CA: Uncertainty is Part of Transportation Funding, California High-speed Rail Chief Says

April 19--California High-Speed Rail Authority Chairman Dan Richard defended his $68 billion program Wednesday by noting that major transportation projects often face the financial uncertainty for which the rail program faces criticism.

In two Capitol hearings, Richard urged lawmakers to approve $2.6 billion in state bond funds along with $3.3 billion in federal money to start construction in the Central Valley this year. He said initial work on the project, which includes a 130-mile Central Valley rail line and improvements to existing systems in the Bay Area and Los Angeles, is valuable enough to stand on its own.

California voters narrowly approved nearly $10 billion in high-speed rail bonds in 2008. The plan relies heavily on federal funds for much of the remaining costs. Lawmakers did not take action but used hearings Wednesday to begin considering whether to authorize about $7 billion in state and federal bond funds for high-speed rail and related projects in the 2012-13 budget.

The nonpartisan Legislative Analyst's Office recommended that lawmakers block initial funding because the project faces huge fiscal question marks down the road. Chief among them is whether a federal government in austerity mode will ever provide the remaining $39 billion the state is counting on from Washington.

In a contentious Senate hearing, Sen. Alan Lowenthal, D-Long Beach, said of the funding uncertainty, "Don't you think this is kind of a high-risk strategy?"

Richard, who once served as a Bay Area Rapid Transit board member, earlier told Assembly members that BART and other transportation programs commonly pursue construction without knowing where every dollar comes from.

"I spent 12 years on the BART board in the transit world, we never knew where all of the money was coming from," he said. "Our colleagues in Southern California just adopted a $540 billion regional transportation plan for the Southland, for the next 20 years, same time period we're talking about here. They don't know where all of the money is coming from.

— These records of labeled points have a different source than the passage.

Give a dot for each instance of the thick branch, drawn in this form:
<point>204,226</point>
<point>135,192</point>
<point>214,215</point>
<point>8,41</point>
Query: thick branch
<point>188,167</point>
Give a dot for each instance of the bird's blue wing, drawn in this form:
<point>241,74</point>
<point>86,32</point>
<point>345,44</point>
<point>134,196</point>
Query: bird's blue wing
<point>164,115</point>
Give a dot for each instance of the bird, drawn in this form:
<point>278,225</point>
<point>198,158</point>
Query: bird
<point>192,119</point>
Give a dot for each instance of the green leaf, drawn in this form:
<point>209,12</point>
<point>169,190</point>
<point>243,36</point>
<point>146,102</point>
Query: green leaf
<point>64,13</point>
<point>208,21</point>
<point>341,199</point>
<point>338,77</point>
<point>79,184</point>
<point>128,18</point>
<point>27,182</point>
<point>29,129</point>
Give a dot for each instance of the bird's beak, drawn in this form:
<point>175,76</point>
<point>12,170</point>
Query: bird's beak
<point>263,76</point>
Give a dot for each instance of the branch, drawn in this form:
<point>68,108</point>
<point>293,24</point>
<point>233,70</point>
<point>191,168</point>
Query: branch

"It is just part and parcel of the transportation world that people don't know these things now. The key then is, as you build, knowing you don't know what you'll be able to build next, can you build something of value?"

LAO analyst Brian Weatherford said the primary difference between high-speed rail and other transportation projects, such as freeways, is that other projects have ongoing revenue streams that don't exist in this case.

Richard said even if the project ended due to funding problems after the initial phase, the state would benefit by creating a new Central Valley line and improving connections and operations in existing Bay Area and Southern California transit systems.

The Legislative Analyst's Office assailed contentions by the authority and Gov. Jerry Brown that if federal funding falls through, the high-speed rail project could rely on billions of dollars from a new charge on businesses for greenhouse gas emissions. The emissions program stems from a 2006 law signed by then-Gov. Arnold Schwarzenegger to reduce greenhouse gases 25 percent by 2020 by imposing new carbon costs and using those funds on mitigation.

The LAO said that the state would face significant legal risks if it were to use such funds for high-speed rail.

Richard disputed those findings, saying that Brown administration lawyers believe the state is on firm ground in using greenhouse gas money for high-speed rail. He also said early investments in regional rail, such as Caltrain on the Peninsula making the transition from diesel-electric locomotives to full electric service, would reduce greenhouse gas emissions before 2020.